Tuesday, December 8, 2015

A new study reveals that a man's sperm can "know" how lean or obese they are.  Their observations suggest that men can pass down information about the availability of food to their offspring which could increase the child's chance of being overweight.  For example, in a 1944 famine in the Netherlands, women who were pregnant had higher chances to give birth to a child who is prone to diabetes and obesity.  It is hard to say that the results they received are perfect due to the genetic differences of the patients in the study, but the results do coincide to a number of other studies.

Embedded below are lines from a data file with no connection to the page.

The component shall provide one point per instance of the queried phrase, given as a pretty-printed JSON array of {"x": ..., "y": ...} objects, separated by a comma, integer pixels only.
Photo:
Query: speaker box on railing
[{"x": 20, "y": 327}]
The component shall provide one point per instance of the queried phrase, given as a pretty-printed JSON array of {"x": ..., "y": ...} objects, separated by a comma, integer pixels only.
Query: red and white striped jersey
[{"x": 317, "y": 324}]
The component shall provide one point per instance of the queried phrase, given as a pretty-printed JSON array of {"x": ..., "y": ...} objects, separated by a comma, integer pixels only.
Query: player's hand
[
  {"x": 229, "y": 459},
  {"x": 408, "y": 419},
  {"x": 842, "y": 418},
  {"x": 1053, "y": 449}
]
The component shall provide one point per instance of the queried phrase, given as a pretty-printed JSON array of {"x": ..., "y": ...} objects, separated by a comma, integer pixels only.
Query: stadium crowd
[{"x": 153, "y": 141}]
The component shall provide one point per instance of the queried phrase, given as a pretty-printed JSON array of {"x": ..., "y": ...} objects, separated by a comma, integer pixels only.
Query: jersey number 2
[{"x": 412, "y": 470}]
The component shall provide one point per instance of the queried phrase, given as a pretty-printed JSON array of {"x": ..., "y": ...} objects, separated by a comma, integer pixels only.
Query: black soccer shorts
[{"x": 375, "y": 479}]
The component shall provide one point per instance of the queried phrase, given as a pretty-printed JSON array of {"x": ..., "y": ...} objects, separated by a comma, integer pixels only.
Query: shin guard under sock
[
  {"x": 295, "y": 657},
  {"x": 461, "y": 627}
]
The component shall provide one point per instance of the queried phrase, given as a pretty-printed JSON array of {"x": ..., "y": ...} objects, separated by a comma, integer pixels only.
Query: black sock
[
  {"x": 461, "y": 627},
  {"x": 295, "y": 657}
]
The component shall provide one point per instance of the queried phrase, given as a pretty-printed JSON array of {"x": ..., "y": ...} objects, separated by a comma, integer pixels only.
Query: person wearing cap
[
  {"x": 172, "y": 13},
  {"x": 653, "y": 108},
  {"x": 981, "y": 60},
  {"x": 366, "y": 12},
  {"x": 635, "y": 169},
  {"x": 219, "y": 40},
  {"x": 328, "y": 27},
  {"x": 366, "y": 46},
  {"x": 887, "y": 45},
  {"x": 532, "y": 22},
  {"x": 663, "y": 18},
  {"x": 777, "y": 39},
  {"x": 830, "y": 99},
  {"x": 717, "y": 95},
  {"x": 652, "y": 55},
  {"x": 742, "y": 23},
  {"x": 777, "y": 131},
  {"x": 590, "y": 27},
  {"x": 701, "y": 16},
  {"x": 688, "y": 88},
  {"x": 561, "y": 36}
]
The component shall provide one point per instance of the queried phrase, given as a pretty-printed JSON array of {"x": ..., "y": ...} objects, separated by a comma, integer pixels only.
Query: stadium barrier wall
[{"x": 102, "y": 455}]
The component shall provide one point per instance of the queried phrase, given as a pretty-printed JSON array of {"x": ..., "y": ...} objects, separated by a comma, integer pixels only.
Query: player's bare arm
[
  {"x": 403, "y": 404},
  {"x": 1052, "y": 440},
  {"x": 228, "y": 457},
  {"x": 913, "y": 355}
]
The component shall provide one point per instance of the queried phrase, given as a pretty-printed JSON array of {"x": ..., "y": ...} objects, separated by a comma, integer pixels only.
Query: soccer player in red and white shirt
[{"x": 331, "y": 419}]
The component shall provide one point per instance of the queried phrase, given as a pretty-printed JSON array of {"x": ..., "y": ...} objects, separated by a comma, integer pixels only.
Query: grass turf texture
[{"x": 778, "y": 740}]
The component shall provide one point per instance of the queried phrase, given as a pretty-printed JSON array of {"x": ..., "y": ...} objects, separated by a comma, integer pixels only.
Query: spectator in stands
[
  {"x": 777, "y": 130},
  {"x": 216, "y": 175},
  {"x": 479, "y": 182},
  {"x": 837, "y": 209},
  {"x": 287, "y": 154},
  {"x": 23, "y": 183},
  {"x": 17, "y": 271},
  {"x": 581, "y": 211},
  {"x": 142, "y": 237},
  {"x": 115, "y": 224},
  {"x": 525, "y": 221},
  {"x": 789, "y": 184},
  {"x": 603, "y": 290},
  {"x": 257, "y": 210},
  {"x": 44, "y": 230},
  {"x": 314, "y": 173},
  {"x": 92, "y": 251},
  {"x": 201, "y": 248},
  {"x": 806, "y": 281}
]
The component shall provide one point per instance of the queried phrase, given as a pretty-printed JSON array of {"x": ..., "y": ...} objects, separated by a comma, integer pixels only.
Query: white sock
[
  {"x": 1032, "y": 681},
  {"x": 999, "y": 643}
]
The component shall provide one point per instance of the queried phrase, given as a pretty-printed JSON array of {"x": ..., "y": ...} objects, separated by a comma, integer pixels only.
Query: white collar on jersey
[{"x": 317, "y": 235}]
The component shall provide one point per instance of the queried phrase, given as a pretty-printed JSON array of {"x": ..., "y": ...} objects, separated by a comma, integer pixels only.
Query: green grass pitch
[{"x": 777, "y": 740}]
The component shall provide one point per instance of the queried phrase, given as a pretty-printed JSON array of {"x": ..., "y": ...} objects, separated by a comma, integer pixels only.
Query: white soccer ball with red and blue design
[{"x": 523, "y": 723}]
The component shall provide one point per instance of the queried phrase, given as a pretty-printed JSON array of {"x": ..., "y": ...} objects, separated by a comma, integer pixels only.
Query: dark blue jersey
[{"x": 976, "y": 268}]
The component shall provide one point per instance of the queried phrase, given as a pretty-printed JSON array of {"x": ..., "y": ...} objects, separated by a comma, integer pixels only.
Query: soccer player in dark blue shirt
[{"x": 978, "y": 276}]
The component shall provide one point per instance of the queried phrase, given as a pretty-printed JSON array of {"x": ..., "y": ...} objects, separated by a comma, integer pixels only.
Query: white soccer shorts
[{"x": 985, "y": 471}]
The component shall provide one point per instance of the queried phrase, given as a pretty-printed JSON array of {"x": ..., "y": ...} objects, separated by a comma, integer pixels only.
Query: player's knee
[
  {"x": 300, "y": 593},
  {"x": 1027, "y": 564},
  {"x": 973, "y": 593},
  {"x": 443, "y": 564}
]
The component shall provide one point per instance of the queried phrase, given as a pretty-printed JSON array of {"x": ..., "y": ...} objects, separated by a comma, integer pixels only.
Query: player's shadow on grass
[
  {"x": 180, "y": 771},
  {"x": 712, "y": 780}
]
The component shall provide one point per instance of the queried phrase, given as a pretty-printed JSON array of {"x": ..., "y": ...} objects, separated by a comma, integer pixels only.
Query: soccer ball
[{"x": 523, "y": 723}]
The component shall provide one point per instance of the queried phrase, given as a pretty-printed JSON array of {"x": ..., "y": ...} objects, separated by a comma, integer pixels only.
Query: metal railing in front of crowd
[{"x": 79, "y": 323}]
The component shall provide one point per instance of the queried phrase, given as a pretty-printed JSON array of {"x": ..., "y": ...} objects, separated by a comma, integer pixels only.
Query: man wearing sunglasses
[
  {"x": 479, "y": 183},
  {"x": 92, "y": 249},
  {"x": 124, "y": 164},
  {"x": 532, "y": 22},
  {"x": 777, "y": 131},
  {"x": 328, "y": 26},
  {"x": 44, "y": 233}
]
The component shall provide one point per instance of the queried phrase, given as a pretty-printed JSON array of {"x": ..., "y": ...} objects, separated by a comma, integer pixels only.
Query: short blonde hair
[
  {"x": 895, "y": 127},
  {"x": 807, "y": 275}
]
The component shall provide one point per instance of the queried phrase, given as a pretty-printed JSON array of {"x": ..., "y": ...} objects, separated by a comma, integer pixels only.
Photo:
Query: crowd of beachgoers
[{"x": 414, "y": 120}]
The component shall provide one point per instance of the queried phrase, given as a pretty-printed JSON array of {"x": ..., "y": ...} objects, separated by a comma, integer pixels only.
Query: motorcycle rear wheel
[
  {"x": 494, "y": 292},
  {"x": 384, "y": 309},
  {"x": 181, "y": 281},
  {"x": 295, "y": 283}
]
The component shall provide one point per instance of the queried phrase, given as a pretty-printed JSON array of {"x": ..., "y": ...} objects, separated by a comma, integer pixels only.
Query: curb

Romain Barres, a genetic scientist from the University of Coppenhagen, and his colleagues conducted this study with 13 "lean" men with a median body mass index (BMI) of 23, and 10 "obese" men with a median BMI of 32.  To further explain BMI, a man who is 180 cm and 75 kg has a BMI of 23 and a man of the same height who has a BMI of 32 weighs 104 kg.  The scientists then obeserved different epigenetic markers of the patients sperm.  What they found were that the gene methylation patterns of the sperm differed between the two groups of men.  Gene methylation is a determining factor in whether or not a gene is turned on.  About 9000 genes were found to be methylated depending on the group, lean or obese, the patient was in.  Most of those genes were related to brain development, appetite control, and metabolism.
Image result for fat guy and skinny guy

To further explain whether weight loss will or will not affect a persons epigenetic markers they ran an experiment with six men who are about to undergo gastric bypass surgery.  Prior to surgery the scientists collected sperm samples and then another sample a week later.  Their results show that epigenetic changes can happen very quickly because of the differences in methylation in 1509 genes.  A year later when their weight reached a stable level another sample was collected and they found 3910 gene changes.